"Notre cerveau est un cirque où conversent un auguste et un clown blanc"[1], telle est la métaphore qu'utilise le philosophe Mark Alisart[2] dans ses commentaires sur la pensée d'Alan Turing, le génial inventeur de la machine qui a préfiguré l'ordinateur[3].
"L'intuition" doit produire en permanence des informations absurdes, des raisonnements irrationnels (…) qui se transforment ensuite en arrangements adéquats et peut-être par des figures géométriques.
Cette image est la conclusion d'un article sur le fonctionnement de la pensée où Turing oppose deux facultés de la raison qu'il appelle "l'intuition" et "l''ingéniosité". Dans notre langage, nous dirions que cette opposition correspond à l'opposition habituelle que nous décrivons entre "la divergence imaginaire" et "la convergence vers la réalité".
"L'activité de l'intuition, écrit Alan Turing, est "l'activité qui consiste à produire des informations spontanées qui ne sont pas le résultat de chaînes conscientes de raisonnement".
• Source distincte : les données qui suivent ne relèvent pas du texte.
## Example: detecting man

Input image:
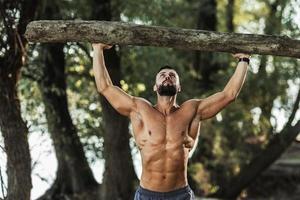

"L'exercice de l'ingéniosité consiste à aider l'intuition par des arrangements adéquats de propositions et peut-être par des figures géométriques ou des dessins".
"L'ingéniosité n'est rien sans l'intuition, qui creuse des démonstrations jusqu'à l'impasse où un saut se révèle nécessaire. C'est comme si l'une appelait l'autre en permanence, comme si elles étaient deux revers d'une même surface, d'un anneau de Möbius".
Turing s'intéresse à la manière de passer d'une surface à l'autre : à quel endroit se trouve le point de jonction?
Nous savons que ce point de jonction est l'endroit précis où nait la création, où naissent les idées
Le nom d'un philosophe vient à l'esprit en pensant à ce que Turing écrit note l'auteur de cet article, ce philosophe c'est Hegel, l'inventeur de la dialectique. Pour Turing comme pour Hegel, tout est dialectique, tout naît de la confrontation.
"Il existe une seconde universalité de la machine de Turing : l'universalité du phénomène computationnel".
De la même manière, pour nous, il existe une universalité du processus créatif : c'est le phénomène de la "connexion".
En effet, dans le domaine de la recherche d’idées, le créatif balaye en même temps deux ensembles contradictoires et opposés :
- d’une part, le stock chaotique produit en divergence, (le stock de l'Auguste), la constellation de « morceaux d’idées », des dessins, de stimuli, qui noircissent les murs, ainsi que toutes ces associations incohérentes qui flottent dans la tête,
- et, d’autre part, (le stock du clown blanc), les questions du problème de départ avec leurs contraintes lancinantes.
Entre les deux il cherche à établir une rencontre, une convergence, un rapprochement, jusqu’à l’émergence d'une idée « nouvelle et adaptée ».
De même, dans le domaine artistique, l'artiste part directement de son imaginaire éventuellement "délirant" et pour l’exprimer, il engage un dialogue conflictuel avec le support de son expression qui constitue sa contrainte : la feuille blanche, l’argile à modeler, la pierre à sculpter, la toile où son fusain s’effrite, etc.
La relation entre l'imaginaire et la réalité n'est pas une relation linéaire, c'est une relation "dialectique".
C'est cet antagonisme, cette relation conflictuelle qui la demeure la force motrice des phénomènes complexes du type du phénomène de la création.
En résumé, la création artistique comme la créativité d'idées, n'est pas un processus magique, c'est avant tout un processus "mécanique" de connexions.
[1] Revue "Philosophie magazine" d'octobre 2019, page 73. Alan Turing vu par Mark Alizart. [2] Mark Alizart, est philosophe auteur de "Informatique céleste". Puf. 2017. [3] Alan Turing, génial mathématicien a décrit "la machine de Turing", considérée comme l'ancêtre de l'ordinateur. Décodeur du système "Enigma" utilisé par l'armée allemande, il s'est suicidé en 1954 en croquant une pomme plongée dans le cyanure (emblème de Appel?).